The Oregon House of Representatives has just passed HB 3409, which defines "natural hair care" and exempts providers from certain cosmetology licensing requirements that don't pertain to the field.
With the passing of the bill, natural hair care will be subject to the regulatory authority of the Board of Cosmetology and Oregon Health Licensing Agency. It will specifically exempt natural hair care providers from educational requirements that take a couple of years, cost thousands of dollars and involve learning about hairstyling chemicals, heat equipment and other things that aren't part of natural hair care.

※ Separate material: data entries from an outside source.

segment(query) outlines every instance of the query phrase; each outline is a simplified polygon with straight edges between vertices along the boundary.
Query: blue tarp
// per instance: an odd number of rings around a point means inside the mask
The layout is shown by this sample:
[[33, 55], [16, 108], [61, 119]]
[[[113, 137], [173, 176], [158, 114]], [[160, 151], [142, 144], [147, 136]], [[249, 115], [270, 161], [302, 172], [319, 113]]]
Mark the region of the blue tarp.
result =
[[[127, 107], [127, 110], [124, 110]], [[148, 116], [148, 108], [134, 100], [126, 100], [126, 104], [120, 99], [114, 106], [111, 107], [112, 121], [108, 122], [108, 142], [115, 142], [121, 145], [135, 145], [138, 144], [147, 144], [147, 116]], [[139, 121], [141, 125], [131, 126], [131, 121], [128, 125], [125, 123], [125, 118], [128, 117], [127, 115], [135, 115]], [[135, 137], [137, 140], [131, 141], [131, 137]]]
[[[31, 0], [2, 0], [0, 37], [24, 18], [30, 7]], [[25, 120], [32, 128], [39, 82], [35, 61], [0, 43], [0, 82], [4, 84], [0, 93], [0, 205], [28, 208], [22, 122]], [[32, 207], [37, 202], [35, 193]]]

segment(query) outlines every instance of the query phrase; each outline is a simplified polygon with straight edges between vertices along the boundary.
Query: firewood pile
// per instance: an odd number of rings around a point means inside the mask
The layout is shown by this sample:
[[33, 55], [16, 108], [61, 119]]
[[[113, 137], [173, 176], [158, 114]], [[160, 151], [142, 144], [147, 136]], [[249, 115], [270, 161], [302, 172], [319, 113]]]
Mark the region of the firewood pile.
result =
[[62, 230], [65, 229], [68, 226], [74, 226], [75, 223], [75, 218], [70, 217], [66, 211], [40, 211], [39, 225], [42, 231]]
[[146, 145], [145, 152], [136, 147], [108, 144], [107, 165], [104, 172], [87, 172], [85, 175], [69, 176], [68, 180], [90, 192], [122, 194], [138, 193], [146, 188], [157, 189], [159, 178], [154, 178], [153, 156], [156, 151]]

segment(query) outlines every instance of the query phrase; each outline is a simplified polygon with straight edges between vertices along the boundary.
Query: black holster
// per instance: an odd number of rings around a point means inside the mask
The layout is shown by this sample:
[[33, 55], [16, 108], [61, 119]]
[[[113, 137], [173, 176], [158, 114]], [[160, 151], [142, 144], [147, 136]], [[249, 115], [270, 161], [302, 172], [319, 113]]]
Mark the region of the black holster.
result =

The bill came about when Amber Starks wanted to braid the hair of African-American and Native American children in foster care and wasn't allowed to under Oregon law. Under the previous law, Oregon required anyone doing hairdressing to attend the state cosmetology program, which is 1,700 hours.
Advocates for HB 3409 have said that these requirements create a barrier for African-Americans who want to build a career around natural hair. In addition, they have said the requirements stifle the natural hair movement, which promotes healthier living by steering people away from chemicals and hot irons.
In a previous Skanner News article, titled "Race, Braids and the Oregon Cosmetology Board: Changing Racist Laws that Keep Women Out of Business," by Lisa Loving, Starks say that she did some research and found out that some random requirements for hair braiding are more costly and time consuming than those for food handlers, gun owners, emergency medical technicians and firefighters.